8. Re:Many DDR3 modules? by DigiShaman · 2014-12-24 03:20 · Score: 2
  
  In my personal experience of "benchmark queens" in general; be it automotive performance or computing, are all about the synthetic numbers and zero basis on practicality (let alone value in cost). If a gamer is doesn't give a toss about a particular core subset of general computing (Video, CPU, RAM, and Storage), they're not benchmark queens. I've met plenty online who are. And when queens start debating online over numbers, the flamewars begin.
  
  --
  Life is not for the lazy.
9. Re:Many DDR3 modules? by QQBoss · 2014-12-24 03:31 · Score: 1
  
  It can, but the chances of it staying perfectly readable is very small. And realize that removing RAM from a machine puts it under a very different condition than intentionally accessing the RAM in a pattern which causes faster than normal leakage, so the results aren't mutually exclusive.
10. Re:Many DDR3 modules? by MightyYar · 2014-12-24 04:01 · Score: 1
  
  I'm not sure whether I more bothered by "benchmark queens" or people who flame over their subjective opinions. The latter are a lot like "audiophiles", unwilling to believe in blind testing.
  
  --
  W..w..W - Willy Waterloo washes Warren Wiggins who is washing Waldo Woo.
11. Re:Many DDR3 modules? by swillden · 2014-12-24 04:05 · Score: 1
  
  But I was assured that DRAM stays readable for minutes after they're removed from the machine?
  http://it.slashdot.org/story/0...
  Not if adjacent rows are being heavily, cyclicly read.
  
  --
  Note to ACs: I usually delete AC replies without reading them. If you want to talk to me, log in.
12. Re:Many DDR3 modules? by ChrisMaple · 2014-12-24 04:24 · Score: 2
  
  So, other than fixing the dram design, the solution is to refresh more frequently. A software fix might be a high priority background program that forces a full refresh at regular intervals (probably a big performance hit). If the CPU does its own dram control, there might be a register that affects refresh rate, or perhaps a microcode fix.
  The problem is analog in nature, which suggests that optimized and very clean supply voltages, and very clean and precisely timed control signals might reduce or eliminate the problem.
  In any case, this means that manufacturers need to fix their designs and test them more thoroughly.
  
  --
  Contribute to civilization: ari.aynrand.org/donate
13. Re:Many DDR3 modules? by Archtech · 2014-12-24 04:28 · Score: 1
  
  'I'm not sure whether I more bothered by "benchmark queens" or people who flame'.
  FTFY. Does anyone ever flame about anything except subjective opinions?
  
  --
  I am sure that there are many other solipsists out there.

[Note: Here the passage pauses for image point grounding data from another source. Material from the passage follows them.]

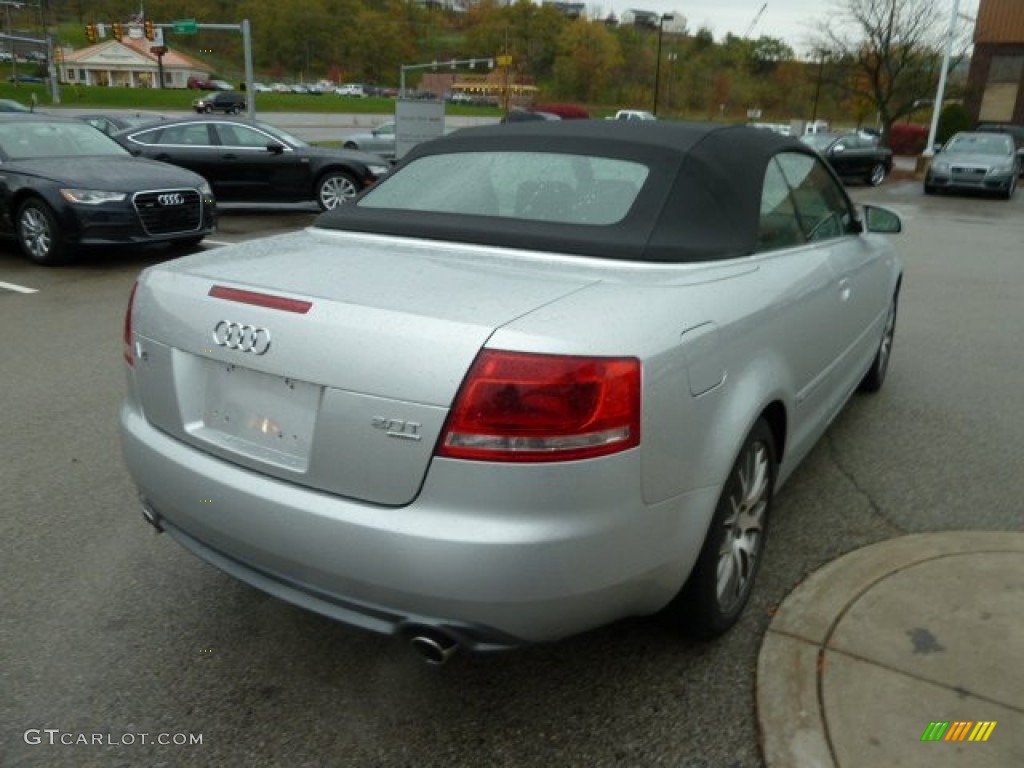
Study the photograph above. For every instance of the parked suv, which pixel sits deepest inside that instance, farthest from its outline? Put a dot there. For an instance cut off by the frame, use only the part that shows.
(1017, 131)
(230, 102)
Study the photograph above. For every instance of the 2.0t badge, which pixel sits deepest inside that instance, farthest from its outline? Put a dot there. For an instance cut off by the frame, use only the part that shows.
(242, 337)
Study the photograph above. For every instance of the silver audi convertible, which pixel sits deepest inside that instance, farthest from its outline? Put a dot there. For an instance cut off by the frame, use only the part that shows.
(542, 377)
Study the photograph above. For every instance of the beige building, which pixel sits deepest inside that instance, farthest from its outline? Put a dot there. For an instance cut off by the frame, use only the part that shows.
(129, 62)
(995, 83)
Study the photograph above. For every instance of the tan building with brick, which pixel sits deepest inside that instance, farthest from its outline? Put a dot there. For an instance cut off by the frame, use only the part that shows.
(995, 82)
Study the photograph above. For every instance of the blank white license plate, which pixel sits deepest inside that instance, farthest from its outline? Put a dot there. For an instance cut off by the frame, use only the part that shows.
(260, 415)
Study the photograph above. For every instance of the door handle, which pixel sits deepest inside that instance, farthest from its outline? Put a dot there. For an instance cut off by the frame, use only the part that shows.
(844, 290)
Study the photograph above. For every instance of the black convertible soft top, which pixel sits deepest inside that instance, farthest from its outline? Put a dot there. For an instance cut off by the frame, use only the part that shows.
(700, 201)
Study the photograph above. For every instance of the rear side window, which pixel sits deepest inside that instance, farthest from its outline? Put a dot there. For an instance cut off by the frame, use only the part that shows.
(820, 204)
(147, 137)
(189, 134)
(527, 185)
(778, 225)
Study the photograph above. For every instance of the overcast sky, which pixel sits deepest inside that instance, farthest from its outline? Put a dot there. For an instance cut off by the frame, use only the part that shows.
(791, 20)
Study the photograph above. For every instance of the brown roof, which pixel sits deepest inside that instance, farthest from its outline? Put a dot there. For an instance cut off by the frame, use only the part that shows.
(999, 22)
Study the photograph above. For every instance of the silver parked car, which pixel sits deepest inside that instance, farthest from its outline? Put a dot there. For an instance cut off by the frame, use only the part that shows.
(976, 161)
(542, 377)
(380, 140)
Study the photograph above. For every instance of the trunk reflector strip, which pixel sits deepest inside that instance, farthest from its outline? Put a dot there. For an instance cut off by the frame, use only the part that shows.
(261, 299)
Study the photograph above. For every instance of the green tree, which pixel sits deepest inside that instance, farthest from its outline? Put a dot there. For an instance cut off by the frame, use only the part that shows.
(588, 58)
(889, 51)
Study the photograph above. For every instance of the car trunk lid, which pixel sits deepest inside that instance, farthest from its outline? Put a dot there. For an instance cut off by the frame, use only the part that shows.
(342, 378)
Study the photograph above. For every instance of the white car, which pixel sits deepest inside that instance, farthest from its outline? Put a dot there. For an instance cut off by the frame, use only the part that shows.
(351, 89)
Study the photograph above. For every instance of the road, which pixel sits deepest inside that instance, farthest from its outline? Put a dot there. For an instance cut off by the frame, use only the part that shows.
(110, 630)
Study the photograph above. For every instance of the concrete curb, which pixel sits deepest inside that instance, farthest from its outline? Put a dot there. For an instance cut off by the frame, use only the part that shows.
(868, 650)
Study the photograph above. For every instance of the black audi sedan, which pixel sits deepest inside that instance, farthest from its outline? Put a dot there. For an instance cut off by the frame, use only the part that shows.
(853, 156)
(64, 184)
(247, 161)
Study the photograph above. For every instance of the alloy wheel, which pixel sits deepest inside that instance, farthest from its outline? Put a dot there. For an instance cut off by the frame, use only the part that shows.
(335, 190)
(743, 534)
(35, 231)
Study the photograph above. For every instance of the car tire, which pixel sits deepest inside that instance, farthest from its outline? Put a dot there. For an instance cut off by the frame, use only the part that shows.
(720, 585)
(1009, 194)
(39, 236)
(876, 375)
(335, 188)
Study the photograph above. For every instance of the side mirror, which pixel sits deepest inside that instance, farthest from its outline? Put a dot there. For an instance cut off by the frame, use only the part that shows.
(882, 220)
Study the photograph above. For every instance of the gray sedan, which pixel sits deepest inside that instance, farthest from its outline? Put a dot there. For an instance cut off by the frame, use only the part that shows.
(543, 377)
(976, 161)
(380, 140)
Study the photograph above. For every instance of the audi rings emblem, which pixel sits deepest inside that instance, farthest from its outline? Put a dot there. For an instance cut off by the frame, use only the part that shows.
(242, 337)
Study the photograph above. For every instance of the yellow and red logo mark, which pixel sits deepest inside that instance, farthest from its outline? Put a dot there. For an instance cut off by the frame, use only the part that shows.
(958, 730)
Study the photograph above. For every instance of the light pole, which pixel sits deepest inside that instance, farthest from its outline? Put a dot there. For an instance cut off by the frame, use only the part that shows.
(940, 92)
(817, 87)
(657, 64)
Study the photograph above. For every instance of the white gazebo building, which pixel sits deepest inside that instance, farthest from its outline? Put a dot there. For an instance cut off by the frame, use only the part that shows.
(130, 62)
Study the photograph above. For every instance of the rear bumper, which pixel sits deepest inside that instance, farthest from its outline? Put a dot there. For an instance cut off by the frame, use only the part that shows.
(982, 183)
(492, 556)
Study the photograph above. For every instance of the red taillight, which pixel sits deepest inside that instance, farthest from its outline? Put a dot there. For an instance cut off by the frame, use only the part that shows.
(129, 334)
(515, 407)
(261, 299)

14. Re:Many DDR3 modules? by Archtech · 2014-12-24 04:36 · Score: 1
  
  Reminds me of the first time I ever heard this particular discussion: at DEC in about 1983. A colleague who had gone to do quality engineering on VAX/VMS systems asked for statistics on crashes caused by memory errors. All VAX computers had built-in ECC (of course), but the advanced thinkers in engineering were wondering if it would be more cost-effective to do without. Money would be saved, both by the manufacturer and the customer, and systems would run significantly faster (maybe). Surely that would be worth the fairly infrequent crash, which could be recovered from with the help of backups, logs, etc.?
  We all thought the idea was daft - purely on general principle. The reduction in speed due to ECC could be exactly specified, as could the extra cost. But random crashes couldn't - and what if human error caused the backups, logs, etc. to be missing or corrupt? Worse still, what if errors were introduced that didn't cause a crash or any noticeable problem? All sorts of critical systems could go on stacking up subtly wrong data more or less indefinitely.
  To this day I always ask for ECC whenever I buy a new PC - but the only machines I have ever found that had it were Dell workstations.
  
  --
  I am sure that there are many other solipsists out there.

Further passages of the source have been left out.